Nord-Kivu : à Mangina, la reprise de cours conditionnée par la libération de deux enseignants détenus

La reprise des activités scolaires prévue ce lundi à Mangina, dans le territoire de Beni, reste conditionnée par une revendication syndicale majeure. Le Syndicat national des enseignants des écoles catholiques (Synecath), coordination sous-provinciale de Bungulu Beni, maintient son mot d’ordre de suspension des cours tant que deux enseignants arrêtés à Mutwanga demeurent en détention.
L’information a été confirmée dimanche 19 avril par Mihindo Musubao Kiwanza, secrétaire paroissial du Synecath Mangina. Selon lui, les cours ne reprendront qu’après la libération effective de leurs collègues actuellement incarcérés à la prison centrale de Beni/Kangbayi.
« Notre position est claire : aucune reprise ne sera envisagée tant que nos confrères ne sont pas libérés », a-t-il déclaré.
Dans ce contexte, une réunion est convoquée ce lundi à partir de 08h00 dans l’une des salles de l’école primaire Makukulu. Tous les enseignants relevant de la paroisse Saint Mathias Mulumba de Mangina sont appelés à y prendre part afin d’évaluer la situation et harmoniser la conduite à tenir.

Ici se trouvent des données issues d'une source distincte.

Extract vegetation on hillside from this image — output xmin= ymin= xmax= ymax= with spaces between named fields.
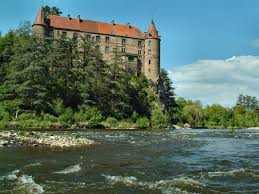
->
xmin=0 ymin=21 xmax=175 ymax=128
xmin=176 ymin=95 xmax=259 ymax=128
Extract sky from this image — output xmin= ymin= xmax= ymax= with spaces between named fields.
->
xmin=0 ymin=0 xmax=259 ymax=106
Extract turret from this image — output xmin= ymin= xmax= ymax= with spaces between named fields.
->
xmin=144 ymin=20 xmax=160 ymax=84
xmin=32 ymin=7 xmax=47 ymax=37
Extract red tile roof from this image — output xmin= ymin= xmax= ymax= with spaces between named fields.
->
xmin=34 ymin=8 xmax=45 ymax=25
xmin=49 ymin=15 xmax=145 ymax=39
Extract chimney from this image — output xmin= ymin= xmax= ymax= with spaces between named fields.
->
xmin=127 ymin=22 xmax=132 ymax=28
xmin=111 ymin=20 xmax=116 ymax=26
xmin=77 ymin=15 xmax=82 ymax=22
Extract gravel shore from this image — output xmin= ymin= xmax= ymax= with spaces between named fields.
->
xmin=0 ymin=131 xmax=95 ymax=148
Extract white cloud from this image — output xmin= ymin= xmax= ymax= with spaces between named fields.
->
xmin=251 ymin=38 xmax=259 ymax=48
xmin=170 ymin=56 xmax=259 ymax=106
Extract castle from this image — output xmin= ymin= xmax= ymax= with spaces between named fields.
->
xmin=33 ymin=8 xmax=160 ymax=83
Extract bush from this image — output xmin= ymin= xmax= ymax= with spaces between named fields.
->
xmin=103 ymin=117 xmax=118 ymax=128
xmin=42 ymin=114 xmax=58 ymax=123
xmin=118 ymin=120 xmax=134 ymax=129
xmin=136 ymin=117 xmax=149 ymax=129
xmin=74 ymin=107 xmax=103 ymax=126
xmin=151 ymin=105 xmax=169 ymax=129
xmin=58 ymin=108 xmax=74 ymax=124
xmin=53 ymin=99 xmax=66 ymax=116
xmin=131 ymin=111 xmax=139 ymax=123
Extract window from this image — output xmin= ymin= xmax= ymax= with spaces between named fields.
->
xmin=128 ymin=56 xmax=134 ymax=62
xmin=121 ymin=38 xmax=126 ymax=45
xmin=96 ymin=36 xmax=101 ymax=42
xmin=95 ymin=45 xmax=100 ymax=50
xmin=62 ymin=31 xmax=67 ymax=38
xmin=138 ymin=41 xmax=142 ymax=48
xmin=85 ymin=34 xmax=91 ymax=41
xmin=105 ymin=46 xmax=110 ymax=53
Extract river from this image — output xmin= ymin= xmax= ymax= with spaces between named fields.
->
xmin=0 ymin=129 xmax=259 ymax=194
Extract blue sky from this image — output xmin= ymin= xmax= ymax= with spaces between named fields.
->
xmin=0 ymin=0 xmax=259 ymax=105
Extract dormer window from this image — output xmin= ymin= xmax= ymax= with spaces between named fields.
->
xmin=96 ymin=36 xmax=101 ymax=42
xmin=138 ymin=41 xmax=142 ymax=48
xmin=121 ymin=38 xmax=126 ymax=45
xmin=62 ymin=31 xmax=67 ymax=38
xmin=73 ymin=33 xmax=78 ymax=40
xmin=85 ymin=34 xmax=91 ymax=41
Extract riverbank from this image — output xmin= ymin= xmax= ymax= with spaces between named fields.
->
xmin=0 ymin=131 xmax=96 ymax=149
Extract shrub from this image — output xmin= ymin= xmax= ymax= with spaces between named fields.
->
xmin=118 ymin=120 xmax=134 ymax=129
xmin=136 ymin=117 xmax=149 ymax=129
xmin=53 ymin=99 xmax=66 ymax=116
xmin=58 ymin=108 xmax=74 ymax=124
xmin=131 ymin=111 xmax=139 ymax=123
xmin=42 ymin=114 xmax=58 ymax=123
xmin=151 ymin=105 xmax=168 ymax=129
xmin=74 ymin=107 xmax=103 ymax=126
xmin=104 ymin=117 xmax=118 ymax=128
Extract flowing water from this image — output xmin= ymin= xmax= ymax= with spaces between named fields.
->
xmin=0 ymin=130 xmax=259 ymax=194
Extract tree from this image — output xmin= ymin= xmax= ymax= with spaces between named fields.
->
xmin=158 ymin=69 xmax=177 ymax=123
xmin=182 ymin=101 xmax=204 ymax=127
xmin=236 ymin=94 xmax=259 ymax=111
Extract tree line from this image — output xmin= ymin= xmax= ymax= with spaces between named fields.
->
xmin=176 ymin=94 xmax=259 ymax=128
xmin=0 ymin=23 xmax=175 ymax=128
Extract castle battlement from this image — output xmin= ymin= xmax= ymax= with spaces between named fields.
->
xmin=33 ymin=8 xmax=160 ymax=83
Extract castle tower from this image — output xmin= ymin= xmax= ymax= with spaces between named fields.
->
xmin=32 ymin=7 xmax=47 ymax=37
xmin=143 ymin=20 xmax=160 ymax=83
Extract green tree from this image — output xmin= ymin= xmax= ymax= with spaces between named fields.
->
xmin=158 ymin=69 xmax=177 ymax=123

Parallèlement, la mobilisation se poursuit au sein de la paroisse, où les enseignants réaffirment leur solidarité envers leurs collègues détenus. Le Synecath insiste sur le caractère non financier de son mouvement, précisant que sa seule et unique revendication demeure la libération immédiate des deux enseignants arrêtés à Mutwanga.
Un extrait sonore de Mihindo Musubao Kiwanza, recueilli par le journaliste Élie Vahwere en français et en swahili, est annoncé pour diffusion afin d’éclairer davantage l’opinion sur les motivations de ce mouvement.
Cette situation continue d’alimenter les inquiétudes au sein de la communauté éducative locale, alors que des milliers d’élèves restent dans l’incertitude quant à la reprise effective des cours.